JSON_PARSE() error: String value exceeds the max size of 65535 bytes: (119205 bytes skipped) ":null}}}}]","collection (136 bytes skipped)                                                                                                                                                                                                                                                                                                                                                                                       
ingo-m commented 1 year ago

@FredericoCoelhoNunes also have a look at this: https://github.com/airbytehq/airbyte/issues/16412

This is an old issue and so far there's no indication that it will be resolved. Personally, I would recommend not to use airbyte if you're working with a redshift destination. There are workarounds, but if you don't have control over your source data, you're probably out of luck; you will have unexpected and unpredictable errors. Connections that work at first can break when new data exceeding the character limit is added to the source.

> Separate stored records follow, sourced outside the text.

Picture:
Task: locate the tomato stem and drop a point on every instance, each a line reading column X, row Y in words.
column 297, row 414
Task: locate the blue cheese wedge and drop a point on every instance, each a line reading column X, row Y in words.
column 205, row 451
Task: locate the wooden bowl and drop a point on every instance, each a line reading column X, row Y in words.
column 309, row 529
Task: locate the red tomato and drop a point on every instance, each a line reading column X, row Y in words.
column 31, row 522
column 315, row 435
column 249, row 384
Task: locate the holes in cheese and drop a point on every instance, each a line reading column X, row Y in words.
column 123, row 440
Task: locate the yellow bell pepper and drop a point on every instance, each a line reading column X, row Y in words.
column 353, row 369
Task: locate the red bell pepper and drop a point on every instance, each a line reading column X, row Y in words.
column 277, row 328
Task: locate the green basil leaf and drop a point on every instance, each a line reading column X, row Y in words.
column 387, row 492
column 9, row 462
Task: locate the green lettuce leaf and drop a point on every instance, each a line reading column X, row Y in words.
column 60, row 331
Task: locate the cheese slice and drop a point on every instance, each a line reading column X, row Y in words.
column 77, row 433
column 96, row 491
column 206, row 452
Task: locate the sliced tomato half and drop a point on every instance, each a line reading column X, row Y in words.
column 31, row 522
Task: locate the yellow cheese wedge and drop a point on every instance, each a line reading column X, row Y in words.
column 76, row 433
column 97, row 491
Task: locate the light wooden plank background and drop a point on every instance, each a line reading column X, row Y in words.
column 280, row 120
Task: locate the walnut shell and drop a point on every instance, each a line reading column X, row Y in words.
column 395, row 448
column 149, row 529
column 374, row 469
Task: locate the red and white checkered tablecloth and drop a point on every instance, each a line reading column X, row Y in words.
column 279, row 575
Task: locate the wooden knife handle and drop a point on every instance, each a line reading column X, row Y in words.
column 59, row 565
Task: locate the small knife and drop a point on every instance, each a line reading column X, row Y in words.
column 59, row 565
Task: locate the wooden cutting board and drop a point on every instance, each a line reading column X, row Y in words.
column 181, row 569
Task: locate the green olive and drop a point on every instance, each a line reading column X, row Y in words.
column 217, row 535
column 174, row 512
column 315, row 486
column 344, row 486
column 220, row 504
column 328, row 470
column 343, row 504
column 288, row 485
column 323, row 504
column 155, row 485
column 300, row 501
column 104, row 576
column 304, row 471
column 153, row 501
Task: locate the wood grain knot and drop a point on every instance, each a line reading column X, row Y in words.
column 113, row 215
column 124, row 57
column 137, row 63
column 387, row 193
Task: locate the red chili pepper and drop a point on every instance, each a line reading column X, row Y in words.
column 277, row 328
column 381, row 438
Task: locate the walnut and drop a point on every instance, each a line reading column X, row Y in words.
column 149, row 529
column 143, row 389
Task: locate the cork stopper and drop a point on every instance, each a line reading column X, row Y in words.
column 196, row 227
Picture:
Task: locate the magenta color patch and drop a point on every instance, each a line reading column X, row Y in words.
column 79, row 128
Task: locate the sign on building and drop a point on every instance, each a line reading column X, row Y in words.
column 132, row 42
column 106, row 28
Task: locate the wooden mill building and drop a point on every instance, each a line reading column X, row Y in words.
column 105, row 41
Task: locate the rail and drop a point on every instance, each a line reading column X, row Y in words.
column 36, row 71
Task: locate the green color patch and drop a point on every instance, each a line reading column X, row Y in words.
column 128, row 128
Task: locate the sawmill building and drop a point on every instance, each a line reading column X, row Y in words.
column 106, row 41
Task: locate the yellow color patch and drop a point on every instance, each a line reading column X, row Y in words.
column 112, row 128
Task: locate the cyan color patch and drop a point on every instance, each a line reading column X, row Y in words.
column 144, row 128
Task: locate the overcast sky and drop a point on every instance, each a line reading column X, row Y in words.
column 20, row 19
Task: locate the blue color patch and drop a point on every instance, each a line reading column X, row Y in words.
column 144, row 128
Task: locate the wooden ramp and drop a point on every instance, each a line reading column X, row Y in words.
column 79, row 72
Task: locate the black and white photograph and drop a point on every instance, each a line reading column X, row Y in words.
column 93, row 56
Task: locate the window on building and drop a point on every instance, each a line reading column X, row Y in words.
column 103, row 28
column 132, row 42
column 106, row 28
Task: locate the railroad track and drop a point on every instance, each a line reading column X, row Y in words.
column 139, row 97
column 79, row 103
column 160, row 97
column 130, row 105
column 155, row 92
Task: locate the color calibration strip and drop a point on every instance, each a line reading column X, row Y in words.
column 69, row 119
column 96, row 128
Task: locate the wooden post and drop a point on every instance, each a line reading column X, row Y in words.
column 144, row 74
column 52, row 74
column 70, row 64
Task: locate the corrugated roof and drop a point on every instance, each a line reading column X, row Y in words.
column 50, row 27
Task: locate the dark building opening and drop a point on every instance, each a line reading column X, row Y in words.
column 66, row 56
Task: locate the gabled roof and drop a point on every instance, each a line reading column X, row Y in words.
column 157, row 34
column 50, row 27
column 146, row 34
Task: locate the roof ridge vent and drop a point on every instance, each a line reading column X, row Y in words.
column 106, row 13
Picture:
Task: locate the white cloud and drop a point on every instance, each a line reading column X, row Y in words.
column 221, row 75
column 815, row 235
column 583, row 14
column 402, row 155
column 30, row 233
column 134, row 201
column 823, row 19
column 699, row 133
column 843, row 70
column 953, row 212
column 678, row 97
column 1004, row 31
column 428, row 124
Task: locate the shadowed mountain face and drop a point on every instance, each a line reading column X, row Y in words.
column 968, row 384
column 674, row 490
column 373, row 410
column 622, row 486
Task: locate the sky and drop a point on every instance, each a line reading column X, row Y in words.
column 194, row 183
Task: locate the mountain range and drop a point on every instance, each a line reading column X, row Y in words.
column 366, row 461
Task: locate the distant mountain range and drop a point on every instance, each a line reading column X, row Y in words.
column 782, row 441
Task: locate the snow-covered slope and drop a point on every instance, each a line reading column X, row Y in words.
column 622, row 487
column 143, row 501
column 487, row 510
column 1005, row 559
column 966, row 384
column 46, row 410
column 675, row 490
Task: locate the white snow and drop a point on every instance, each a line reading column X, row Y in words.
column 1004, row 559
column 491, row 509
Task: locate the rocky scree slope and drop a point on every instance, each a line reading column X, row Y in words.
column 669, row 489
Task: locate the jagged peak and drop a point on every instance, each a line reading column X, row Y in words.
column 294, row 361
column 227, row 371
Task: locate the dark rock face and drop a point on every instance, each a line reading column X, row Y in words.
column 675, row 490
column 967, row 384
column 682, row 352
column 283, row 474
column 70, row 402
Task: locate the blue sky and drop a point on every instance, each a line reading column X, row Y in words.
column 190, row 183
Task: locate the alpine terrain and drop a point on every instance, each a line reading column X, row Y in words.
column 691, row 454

Auric-Manteo commented 1 year ago

@FredericoCoelhoNunes With the new version of Airbyte you can at least filter out columns that are too long before they get sent to Redshift. So if you don't need all columns that would probably be the best solution. The other solution is to maintain your own dbt normalization which is very tedious.

FredericoCoelhoNunes commented 1 year ago

@Auric-Manteo @ingo-m Thanks for sharing your experience! I need to first figure out which is the problem column, as I was not able to discover it in the logs; but it's possible that we might be able to cut it from the replication.

rohaldb commented 12 months ago

Having the same issue with shopyify - going to use fivetran until this is fixed

evantahler commented 9 months ago

This will be handled soon by https://github.com/airbytehq/airbyte/issues/28541

edgao commented 9 months ago

and for those of you who were having issues with a concat result being too long, rather than any single column value being too long - try out redshift dv2! It rewrites normalization to avoid the concat entirely.

meyerovb commented 8 months ago

@edgao @evantahler will #28541 fix the issue that a specific super field can not exceed 65k characters? im having issues in klaviyo email templates (html template string is over 65k characters)

edgao commented 8 months ago

@meyerovb yep! that's the exact problem it's solving.

meyerovb commented 8 months ago

@meyerovb yep! that's the exact problem it's solving.

Super… eta? I had to make a lambda job for now that reprocesses the s3 target files before I read it in spectrum.

edgao commented 8 months ago

no exact eta as yet, but we're actively working on it - most likely next couple months. There are a couple dependent things we need to build first (destination-side state management for better migrations, airbyte_meta in raw tables for raw data lineage / error tracking)